Ethiopian Government and IOHK Pioneer Blockchain InitiativesMay 3, 2018
Partnership trains Ethiopians to develop blockchain applications and tackles coffee supply chain traceability
Addis Ababa, Ethiopia – May 3, 2018
IOHK, the leading blockchain research and development company, has announced a partnership with Ethiopia’s government to explore applications of blockchain technology in the country. In collaboration with the Ethiopian Ministry of Science and Technology, IOHK will work with ministers, entrepreneurs, and startup companies to examine blockchain applications that can benefit the country. Ethiopia is exploring a first use case of supply chain traceability for coffee, its largest export, among other agricultural technology applications. In addition, IOHK will train up to 100 Ethiopian software development students in Haskell, a rigorous programming language used for mission-critical applications and blockchain development, including the protocol behind top 10 cryptocurrency Cardano.

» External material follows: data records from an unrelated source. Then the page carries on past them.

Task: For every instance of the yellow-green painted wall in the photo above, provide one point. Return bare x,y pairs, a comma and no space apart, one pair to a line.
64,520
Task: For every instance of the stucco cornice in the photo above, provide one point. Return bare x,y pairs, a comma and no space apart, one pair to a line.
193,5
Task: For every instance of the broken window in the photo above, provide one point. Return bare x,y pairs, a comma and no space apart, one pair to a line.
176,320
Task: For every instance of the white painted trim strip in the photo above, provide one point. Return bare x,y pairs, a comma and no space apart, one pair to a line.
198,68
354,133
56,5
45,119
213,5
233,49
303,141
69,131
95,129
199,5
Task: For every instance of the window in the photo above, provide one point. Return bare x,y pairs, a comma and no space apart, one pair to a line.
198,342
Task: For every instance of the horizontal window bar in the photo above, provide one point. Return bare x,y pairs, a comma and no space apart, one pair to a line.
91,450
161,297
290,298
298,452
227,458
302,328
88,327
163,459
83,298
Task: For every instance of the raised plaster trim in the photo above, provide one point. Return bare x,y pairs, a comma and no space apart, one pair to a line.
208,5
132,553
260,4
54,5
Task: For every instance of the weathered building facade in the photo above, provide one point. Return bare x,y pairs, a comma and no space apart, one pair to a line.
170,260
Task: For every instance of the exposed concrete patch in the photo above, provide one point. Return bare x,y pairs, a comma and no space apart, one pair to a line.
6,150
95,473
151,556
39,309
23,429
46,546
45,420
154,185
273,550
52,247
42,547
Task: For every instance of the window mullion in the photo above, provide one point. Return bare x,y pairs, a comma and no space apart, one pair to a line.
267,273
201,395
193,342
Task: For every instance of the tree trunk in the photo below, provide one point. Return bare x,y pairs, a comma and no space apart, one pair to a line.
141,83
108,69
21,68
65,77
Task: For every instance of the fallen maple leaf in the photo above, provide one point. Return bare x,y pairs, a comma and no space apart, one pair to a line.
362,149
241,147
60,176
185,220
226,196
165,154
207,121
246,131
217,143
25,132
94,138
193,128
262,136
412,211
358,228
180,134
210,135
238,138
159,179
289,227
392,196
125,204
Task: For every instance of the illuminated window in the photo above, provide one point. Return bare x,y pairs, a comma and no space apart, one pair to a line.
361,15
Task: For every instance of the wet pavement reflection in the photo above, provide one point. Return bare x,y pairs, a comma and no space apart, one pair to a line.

Ethiopia’s Minister of Science and Technology, Dr.Ing Mr Getahun Mekuria, said: “Today is a great day in Ethiopia. The Ministry of Science and Technology and IOHK are collaborating in researching an area of application to use their blockchain platform Cardano to be built upon by Ethiopian developers.”
Charles Hoskinson, CEO of IOHK, said: “We are incredibly excited to be collaborating with the Ethiopian Ministry of Science and Technology and exploring new ways to innovate, such as in the agri-tech business, and other entrepreneurship in the blockchain space. We’ll be working with a lot of partners on the ground and have a lot of hope that Africa will be the next great venture for IOHK.”

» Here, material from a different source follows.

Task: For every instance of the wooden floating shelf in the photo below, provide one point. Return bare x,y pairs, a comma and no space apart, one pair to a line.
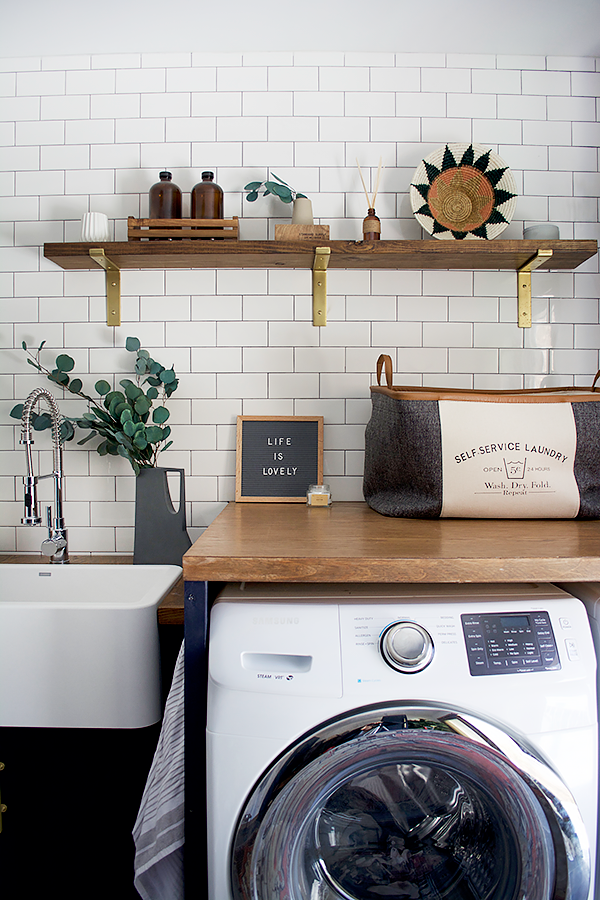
425,254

IOHK will offer free courses to up to 100 local developers in the Haskell programming language, and the first group of students will be women. These courses will be taught by IOHK’s world-class industry development team in Ethiopia’s capital Addis Ababa and by researchers in IOHK’s Blockchain
Research Lab at the University of Edinburgh. Industry demand for developers with knowledge of Haskell is rapidly growing due to its compatibility for blockchain applications. IOHK plans to offer the most promising graduates of the school full-time developer roles.
Charles Hoskinson added: “We are also training local blockchain developers, some of which we will hire, while the rest will go on to plough their skills into the economy. The first class will be all female, and the goal is to have graduates of that class move on to create ventures in the cryptocurrency space using Cardano technology, the first venture of its kind in Africa.”
The Ethiopia initiative is being coordinated by John O’Connor, Director of African Operations at IOHK, out of Addis Ababa. The Ethiopian Haskell course is the third time the program has run, after it was first offered in Athens, Greece in July 2017 and then in Barbados in February 2018.